You could say that one of our recent installations of a Fabric Light Box is making history…because it’s part of a special display at Carlow County Museum.
The display is in honour of St. Willibrord – the patron saint of Luxembourg, who journeyed there in the 7th century having first served for a number of years at a monastery in Carlow.
Our Fabric Light Box is a central component of the display. It houses a reproduction of a page from ‘The Calendar of Willibrord’ – one of the most famous and important manuscript books of the entire Middle Ages.
The Museum wanted to make sure this item would stand out from others, so they came to us. We supplied them with a single-sided edge-lit Light Box. It stands 1.5 metres high by 1 metre wide, and is 120mm deep.
The print itself is on a back-lit fabric. We also used a ‘theatre block’ reflective white fabric in the rear of the frame. This serves two purposes here:
- It reflects the light out onto the printed fabric
- It contains the light within the frame. As the frame is not sitting flush to the wall, light would otherwise ‘leak’ out around the back edges of the frame.
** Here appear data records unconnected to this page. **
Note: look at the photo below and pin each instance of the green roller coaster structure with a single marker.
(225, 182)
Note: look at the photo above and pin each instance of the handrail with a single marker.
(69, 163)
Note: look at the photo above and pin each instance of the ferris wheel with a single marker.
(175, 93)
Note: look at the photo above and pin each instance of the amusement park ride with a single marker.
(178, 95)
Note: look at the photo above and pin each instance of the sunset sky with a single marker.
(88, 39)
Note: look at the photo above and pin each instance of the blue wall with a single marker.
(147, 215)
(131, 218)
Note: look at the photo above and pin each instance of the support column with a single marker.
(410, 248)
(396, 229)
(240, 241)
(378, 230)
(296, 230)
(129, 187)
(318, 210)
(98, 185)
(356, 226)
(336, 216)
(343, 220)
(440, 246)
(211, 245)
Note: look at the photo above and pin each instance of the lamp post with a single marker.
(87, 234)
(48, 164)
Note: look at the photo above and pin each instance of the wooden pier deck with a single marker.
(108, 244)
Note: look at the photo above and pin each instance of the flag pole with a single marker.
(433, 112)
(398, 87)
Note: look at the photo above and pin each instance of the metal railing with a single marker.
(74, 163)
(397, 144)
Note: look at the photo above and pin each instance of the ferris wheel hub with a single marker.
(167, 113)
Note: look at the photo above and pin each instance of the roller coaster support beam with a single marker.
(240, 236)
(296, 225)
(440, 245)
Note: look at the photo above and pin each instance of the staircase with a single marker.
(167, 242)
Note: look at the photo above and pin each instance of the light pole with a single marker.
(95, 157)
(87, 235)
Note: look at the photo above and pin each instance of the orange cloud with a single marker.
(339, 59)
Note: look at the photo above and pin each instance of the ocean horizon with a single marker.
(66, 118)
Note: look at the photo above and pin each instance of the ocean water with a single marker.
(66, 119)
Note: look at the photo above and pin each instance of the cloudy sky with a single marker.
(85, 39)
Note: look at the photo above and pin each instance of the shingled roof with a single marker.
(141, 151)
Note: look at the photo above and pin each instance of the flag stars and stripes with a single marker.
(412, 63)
Our photograph shows the effect of the Light Box, as you can see how it grabs your attention much more than the other display boards.
And if you’re interested in medieval monastic history…the original ‘Calendar of Willibrord’, from which the page is reproduced, is now housed in the Bibliotheque National de France. It is the earliest calendar from the Anglo-Saxon Church, and it lists the feast days of the saints honoured in Willibrord’s community.
The page on display in Carlow County Museum is written in the saint’s own hand. It gives some details of his travels, and tells how he wrote this page in the year 728 AD. Incidentally, this is the earliest known use anywhere in the world of the term ‘Anno Domini (AD)’ for historical purposes. His signature on the page is also the oldest known dateable signature of an English person (St. Willibrord having first come to Carlow from his native England).
The display continues to run at Carlow County Museum, where admission is free.